母自身は、北朝鮮からの引揚者です。確か10歳ぐらいで日本に帰ってきたはずです。祖父も出兵し、最後はシベリアだったと聞いたことがあります。北朝鮮では、大きな事業をしていたようで、時々、ふと向こうでのこと、引き揚げる時の話などをしていましたが、今の私の記憶に詳しいことは残っていません。
成人してからは、あまりその話をした記憶がありません。多分、相当つらい記憶だったんだろうなぁ、と想像するしかありません。引き揚げて、内地に帰って来てからは、引揚者だと、片親だと、馬鹿にされないために、いろんなことを辛抱し、頑張って生活していたようです。

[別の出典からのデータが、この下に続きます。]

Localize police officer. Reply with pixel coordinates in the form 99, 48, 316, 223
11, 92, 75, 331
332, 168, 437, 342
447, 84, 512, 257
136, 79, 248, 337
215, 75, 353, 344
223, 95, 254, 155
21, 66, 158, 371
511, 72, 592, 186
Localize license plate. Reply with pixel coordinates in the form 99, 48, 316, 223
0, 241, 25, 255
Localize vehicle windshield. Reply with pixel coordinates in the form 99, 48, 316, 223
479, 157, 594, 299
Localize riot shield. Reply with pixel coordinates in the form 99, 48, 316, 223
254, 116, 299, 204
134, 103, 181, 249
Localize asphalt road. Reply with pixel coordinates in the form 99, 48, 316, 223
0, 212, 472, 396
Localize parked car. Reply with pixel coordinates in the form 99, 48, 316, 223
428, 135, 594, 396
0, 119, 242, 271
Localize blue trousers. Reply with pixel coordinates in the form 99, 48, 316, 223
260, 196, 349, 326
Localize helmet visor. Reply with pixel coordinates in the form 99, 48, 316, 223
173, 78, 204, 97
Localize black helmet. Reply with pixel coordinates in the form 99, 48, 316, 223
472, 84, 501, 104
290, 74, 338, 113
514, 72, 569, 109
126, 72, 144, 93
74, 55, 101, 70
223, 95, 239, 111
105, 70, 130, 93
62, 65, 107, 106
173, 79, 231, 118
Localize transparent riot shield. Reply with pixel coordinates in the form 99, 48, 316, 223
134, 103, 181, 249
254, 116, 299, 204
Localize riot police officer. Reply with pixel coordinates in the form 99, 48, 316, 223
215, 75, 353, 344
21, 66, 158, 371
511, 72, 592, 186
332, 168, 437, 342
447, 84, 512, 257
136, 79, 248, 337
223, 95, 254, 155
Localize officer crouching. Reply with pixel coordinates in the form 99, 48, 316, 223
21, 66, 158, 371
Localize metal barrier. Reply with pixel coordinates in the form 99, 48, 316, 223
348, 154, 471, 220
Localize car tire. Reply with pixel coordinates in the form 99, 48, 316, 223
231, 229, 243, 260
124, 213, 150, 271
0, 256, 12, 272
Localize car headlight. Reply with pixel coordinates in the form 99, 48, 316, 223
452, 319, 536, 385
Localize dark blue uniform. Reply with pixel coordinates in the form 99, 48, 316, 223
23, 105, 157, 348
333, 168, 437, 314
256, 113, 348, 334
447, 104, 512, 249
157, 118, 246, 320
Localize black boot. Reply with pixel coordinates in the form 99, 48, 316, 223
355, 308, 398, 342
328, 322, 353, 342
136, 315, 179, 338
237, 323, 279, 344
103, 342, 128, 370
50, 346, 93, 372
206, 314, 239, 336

叔父の所在については、色々な方の手を借り、最終的に鹿屋の自衛隊に記録があったそうです。敗戦時に、他の基地がいろいろな資料を処分する中、串良基地はそれをしなかったと、先日参加した追悼式後の戦跡めぐりで聞きました。それを聞いた時に、母が串良にたどり着けたことは奇跡だったんだと感じました。
「串良から飛び立った。」と、知ってから母は、生存者の方と連絡を取り始めました。ある生存者の方と連絡が取れ、集合写真の複製を送ってくださいました。昔の写真ですから、目鼻もぼやけて、誰が誰だかわからない状態でしたが、さすがにわかるんですね。

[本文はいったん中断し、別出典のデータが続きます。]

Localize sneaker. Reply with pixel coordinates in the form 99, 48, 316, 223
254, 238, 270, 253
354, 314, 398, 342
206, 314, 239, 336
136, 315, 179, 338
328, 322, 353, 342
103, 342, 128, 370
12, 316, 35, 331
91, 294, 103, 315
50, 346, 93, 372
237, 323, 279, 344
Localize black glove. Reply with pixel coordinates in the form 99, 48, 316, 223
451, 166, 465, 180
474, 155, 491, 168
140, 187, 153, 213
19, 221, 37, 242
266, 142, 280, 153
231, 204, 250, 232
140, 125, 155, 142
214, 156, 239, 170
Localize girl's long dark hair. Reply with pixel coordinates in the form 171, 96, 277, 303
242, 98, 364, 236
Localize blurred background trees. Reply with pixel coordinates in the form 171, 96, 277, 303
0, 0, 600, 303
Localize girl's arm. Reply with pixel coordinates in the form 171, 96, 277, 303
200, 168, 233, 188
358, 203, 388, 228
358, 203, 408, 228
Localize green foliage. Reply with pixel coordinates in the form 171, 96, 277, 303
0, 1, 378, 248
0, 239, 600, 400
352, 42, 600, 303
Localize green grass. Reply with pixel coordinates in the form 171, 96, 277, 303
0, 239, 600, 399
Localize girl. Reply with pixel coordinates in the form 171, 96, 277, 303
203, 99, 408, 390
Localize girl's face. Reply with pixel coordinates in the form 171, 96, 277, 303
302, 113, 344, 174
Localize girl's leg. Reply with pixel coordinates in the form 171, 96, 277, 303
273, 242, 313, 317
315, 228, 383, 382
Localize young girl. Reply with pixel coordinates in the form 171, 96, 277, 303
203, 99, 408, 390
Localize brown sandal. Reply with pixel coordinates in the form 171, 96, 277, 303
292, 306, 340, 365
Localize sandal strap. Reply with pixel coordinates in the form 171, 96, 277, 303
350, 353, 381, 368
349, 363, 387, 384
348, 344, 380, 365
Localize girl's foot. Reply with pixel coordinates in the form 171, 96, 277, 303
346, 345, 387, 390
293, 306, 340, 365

「これが、お兄ちゃん!」と、ニコニコしながら指さしていました。
串良で開催される追悼式へは、30年ぐらい前に父と母と初めて行きました。生存者の方、どちらかと言えば上官にあたる方々も何十人といらしていました。そこで、母とお手紙のやりとりをした方が、立ち話をしていたのをぼんやりと覚えています。
コロナ前から母も自由に動くことができなくなり、その間、追悼式は縮小されはしたものの開催されていたので、ここ数年は私が娘や孫を連れて行って、その報告をしていました。しかし、30年の月日は、生存者の方々を参加できなくしてしまい、今年はお二方でした。
佐賀からいらした生存者の方のお話を伺いましたが、ご本人も「今、話しておかなくては。」と、こちらも「今、聞いておかなくては。」と、緩やかでも糸の張りつめた時間でした。
母が叔父を捜すためにやり取りしたいろいろな手紙や資料が、今は私の手元にあります。日々に追われ、1年以上、手つかずになっていますが、時間を見つけて、少しずつ紐解いていきたいと思っています。